A feature-selection algorithm is applied to the validation subset of input feature vectors, so that only the most discriminative features are used for the classifier construction. In doing so, this step will reduce the redundant features for a second time, and allow to predict the output class with accuracy comparable with that of classification using all features. Two feature-selection methods are commonly used; filter and wrapper methods (Saeys, Inza, and Pedro Citation2007). Wrapper methods select features with high prediction performance estimated by the learning algorithm that will be employed. Thus, they “wrap” the selection process around the learning algorithm. Whereas filter methods assess the relevance of features, independently of the learning algorithms, by ranking them according to certain scoring schemes such as information entropy and statistical dependence test. For this work, we employ the filter method, which is known to be computationally fast and independent of the choice of classifier. Moreover, it provides more generic set of features that is not biased or tuned by the learning algorithm and; hence the tendency to over-fitting is reduced (Guyon and Elisseeff Citation2003).

Step 3 Classifier Learning

In this last step, the selected features are then able to be processed as input vectors in any learning classification algorithm. The validation subset is used again during the training and classification phases. It should be noted that our classifier provides flexibility not only when choosing the learning algorithm but also when choosing the feature selection and sequential pattern mining algorithms.

Results and Discussion

Data Analysis

The validation exercise was performed on an annual basis from 2001 to 2014 through contingency matrix analysis. summarizes the resulting statistics (overall accuracy, user’s and producer’s accuracies). The validation points were retrieved from a visual interpretation of high-resolution Google earth images.

Figure 10. Accuracy measures of the data validation exercise.

Figure 10. Accuracy measures of the data validation exercise.

is a set of Google Earth images, illustrating some of the changes in the forest area. As displayed in , the overall accuracy (OA) varies from 81.8% in 2001 to 88.1% in 2014, with an average of 86%. By and large, these results are consistent since the OA was relatively higher than the value of 85% established by Foody (Citation2002) as acceptable. By contrast, on an annual basis, the OA values have failed to exceed this threshold for the years 2001, 2003 2007, 2008, and 2010. For all years from 2001 to 2014, producer’s and user’s for the “No loss” class are higher than for the “loss” class. In total, the “No loss” class has a user’s accuracy of 86%, while it is much lower for the “loss” class with an average of 81%. Regarding the producer’s accuracy, the “no loss” class also attained higher values than the “loss,” with an average of 90% and 80%, respectively.

Figure 11. Examples of validation points retrieved from Google earth imagery.

Figure 11. Examples of validation points retrieved from Google earth imagery.

After confirming the accuracy of collected data, 44,169 polygons for “loss” class were extracted and grouped by year and grid cell. As described before, the deforestation factors for these polygons and those of fires were calculated and saved into tabular form, consisting of 6,255 rows (according to the number of deforestation events). Finally, the data after discretizing them were stored in three multidimensional sequence databases (MD-SD), each one covering one of the three different times granularity levels following the format described in Section 2.2.1. Hence, according to the number of grid cells, each MD-SD contains a total of 1784 sequences. For this database, 40% and 60% of data are used for training and validation, respectively. That is, sequences in their different granularity levels used for training are not used to build and to test the classifier. In order to generate stable results, we have to take into account of the spatial variability and the distribution of the classes. Therefore, sequences from the same forest loss class were distributed between planning regions according to the setup specified in . In this way, all regions in Tunisia are adequately covered by the training and the testing sets, and we mitigate the over-fitting problem.
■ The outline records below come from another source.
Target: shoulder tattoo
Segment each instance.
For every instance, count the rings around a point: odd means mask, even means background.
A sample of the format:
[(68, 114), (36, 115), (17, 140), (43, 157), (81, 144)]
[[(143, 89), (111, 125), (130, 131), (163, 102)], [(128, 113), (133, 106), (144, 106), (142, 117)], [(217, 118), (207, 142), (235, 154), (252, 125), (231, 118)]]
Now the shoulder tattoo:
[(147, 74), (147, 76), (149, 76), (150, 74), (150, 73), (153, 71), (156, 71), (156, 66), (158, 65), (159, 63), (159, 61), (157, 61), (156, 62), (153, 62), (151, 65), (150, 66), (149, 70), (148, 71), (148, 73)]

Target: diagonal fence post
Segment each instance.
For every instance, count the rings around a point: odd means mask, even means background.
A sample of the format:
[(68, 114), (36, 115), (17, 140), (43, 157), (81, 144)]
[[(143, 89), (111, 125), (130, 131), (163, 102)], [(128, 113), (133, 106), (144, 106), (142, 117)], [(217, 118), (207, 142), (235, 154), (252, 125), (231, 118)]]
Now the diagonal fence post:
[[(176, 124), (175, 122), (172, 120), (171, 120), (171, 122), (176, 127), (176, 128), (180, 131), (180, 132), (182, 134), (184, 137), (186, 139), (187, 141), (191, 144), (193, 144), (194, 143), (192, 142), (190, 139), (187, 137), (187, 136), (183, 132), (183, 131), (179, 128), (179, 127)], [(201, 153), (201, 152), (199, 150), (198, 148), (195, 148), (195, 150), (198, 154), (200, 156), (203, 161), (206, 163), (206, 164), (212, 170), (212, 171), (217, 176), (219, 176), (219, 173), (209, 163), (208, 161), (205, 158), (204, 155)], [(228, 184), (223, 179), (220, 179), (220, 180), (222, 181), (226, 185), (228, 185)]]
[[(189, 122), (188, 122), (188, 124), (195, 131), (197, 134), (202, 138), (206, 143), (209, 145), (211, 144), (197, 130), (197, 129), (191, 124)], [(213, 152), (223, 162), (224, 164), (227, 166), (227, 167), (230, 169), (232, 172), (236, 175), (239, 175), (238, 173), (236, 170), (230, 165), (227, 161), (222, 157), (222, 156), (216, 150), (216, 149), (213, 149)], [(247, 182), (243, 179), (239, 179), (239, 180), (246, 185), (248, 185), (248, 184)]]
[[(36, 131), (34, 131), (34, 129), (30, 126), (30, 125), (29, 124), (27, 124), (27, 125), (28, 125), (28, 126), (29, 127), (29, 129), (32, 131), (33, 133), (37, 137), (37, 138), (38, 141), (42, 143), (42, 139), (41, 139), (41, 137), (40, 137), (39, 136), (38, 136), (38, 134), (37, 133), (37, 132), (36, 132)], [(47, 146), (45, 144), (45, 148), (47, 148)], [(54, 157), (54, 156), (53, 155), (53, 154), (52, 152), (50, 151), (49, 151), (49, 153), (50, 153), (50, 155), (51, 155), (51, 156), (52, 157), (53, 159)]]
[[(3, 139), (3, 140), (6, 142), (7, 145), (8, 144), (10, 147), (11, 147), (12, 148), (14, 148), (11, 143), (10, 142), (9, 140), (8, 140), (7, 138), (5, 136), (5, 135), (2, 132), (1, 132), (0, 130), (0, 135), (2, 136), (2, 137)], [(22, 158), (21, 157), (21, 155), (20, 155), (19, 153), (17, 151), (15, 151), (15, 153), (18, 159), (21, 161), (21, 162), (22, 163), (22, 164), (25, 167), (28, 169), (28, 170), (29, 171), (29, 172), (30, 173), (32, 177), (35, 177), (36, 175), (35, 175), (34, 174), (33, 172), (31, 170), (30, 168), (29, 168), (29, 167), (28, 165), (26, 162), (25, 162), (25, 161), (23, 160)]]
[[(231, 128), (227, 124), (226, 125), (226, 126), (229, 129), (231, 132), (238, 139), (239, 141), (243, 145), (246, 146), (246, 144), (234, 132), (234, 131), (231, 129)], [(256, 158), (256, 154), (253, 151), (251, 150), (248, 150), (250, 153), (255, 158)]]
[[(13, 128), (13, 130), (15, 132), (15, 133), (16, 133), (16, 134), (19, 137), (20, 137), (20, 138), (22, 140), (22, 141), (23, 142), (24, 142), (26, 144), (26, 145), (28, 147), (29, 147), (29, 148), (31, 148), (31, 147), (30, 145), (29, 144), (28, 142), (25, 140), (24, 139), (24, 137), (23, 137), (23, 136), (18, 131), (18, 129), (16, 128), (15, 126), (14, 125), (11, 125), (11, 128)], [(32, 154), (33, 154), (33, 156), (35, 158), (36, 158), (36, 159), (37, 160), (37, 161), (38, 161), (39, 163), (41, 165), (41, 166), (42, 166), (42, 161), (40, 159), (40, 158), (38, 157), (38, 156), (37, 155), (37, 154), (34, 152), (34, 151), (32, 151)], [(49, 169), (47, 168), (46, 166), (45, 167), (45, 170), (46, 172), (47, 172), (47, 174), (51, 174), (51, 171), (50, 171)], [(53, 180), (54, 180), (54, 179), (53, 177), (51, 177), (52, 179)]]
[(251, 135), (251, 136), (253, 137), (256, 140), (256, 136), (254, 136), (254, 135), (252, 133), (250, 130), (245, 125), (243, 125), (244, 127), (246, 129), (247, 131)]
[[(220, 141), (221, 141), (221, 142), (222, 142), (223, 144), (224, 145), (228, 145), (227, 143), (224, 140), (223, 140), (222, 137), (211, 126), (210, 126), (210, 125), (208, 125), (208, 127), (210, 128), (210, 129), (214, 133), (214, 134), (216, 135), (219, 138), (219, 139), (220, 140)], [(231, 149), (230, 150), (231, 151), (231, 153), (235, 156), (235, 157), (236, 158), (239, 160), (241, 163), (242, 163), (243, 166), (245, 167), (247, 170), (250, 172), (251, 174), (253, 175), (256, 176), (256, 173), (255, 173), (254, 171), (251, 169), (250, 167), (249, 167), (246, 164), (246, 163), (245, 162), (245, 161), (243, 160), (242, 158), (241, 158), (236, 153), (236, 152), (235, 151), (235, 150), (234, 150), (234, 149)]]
Table 5. Repartition of training sets by planning regions and forest loss classes.

Mining Deforestation Patterns

The application of Songram algorithm to the training subset resulted in high frequent closed multidimensional sequential patterns by using a minimum frequency threshold of minsup = .15. The mining process was terminated at 324, 207, 338 and 345 patterns for classes, “Limited,” “Considerable,” “Important” and “Very important”, respectively. The total number per time granularity was 786, 81 and 347 for the periods 2000–2014, 2000–2010 and 2011–2014, respectively. Some of these patterns are presented per class and per time granularity in .

Table 6. Some multidimensional sequential patterns at different time granularities.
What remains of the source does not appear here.